Return the beans back to their population by placing them in the container.
Gently mix the population of beans so the sampled ones are evenly mixed in.
Randomly select another 25 organisms (beans) from your population again.
Record the number of recaptured organisms.
Use the Lincoln-Petersen equation to estimate your bean population and record your final estimate.
Repeat the experiment a second time with a fresh population.
Percent Error

Percent error is used to indicate how close a measured value is to the true or accepted value and is determined using the following equation:

(measured value – true value) x 100 = Percent Error
true value

The percent error is always reported as a positive number, so if you get a negative number with your equation, don’t worry. Just drop the negative sign.

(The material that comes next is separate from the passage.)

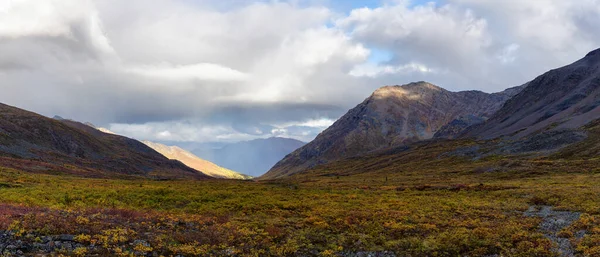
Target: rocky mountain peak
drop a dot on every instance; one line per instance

You will need to count your actual population size (the actual number of beans your sample came from that was in the container you used is the number for true value in your percent error equation and measured value is the number of organisms/beans you captured) to calculate percent error. What is the percent error for your bean population size based on the estimates you determined?

Lab Report

In addition to following the specific criteria of your lab report grading rubric, also consider and address the following questions in your report:

Describe the experimental design you carried out for estimating your bean populations.
Provide the calculations you did and results you came up with.
How accurate were your estimates of the population size of beans you used?
What type of difference did you find between the percent error in your first and second trial of bean population sizes?
What do you think the strengths of this method are? And the weaknesses?
What could be done to help improve this method, if anything?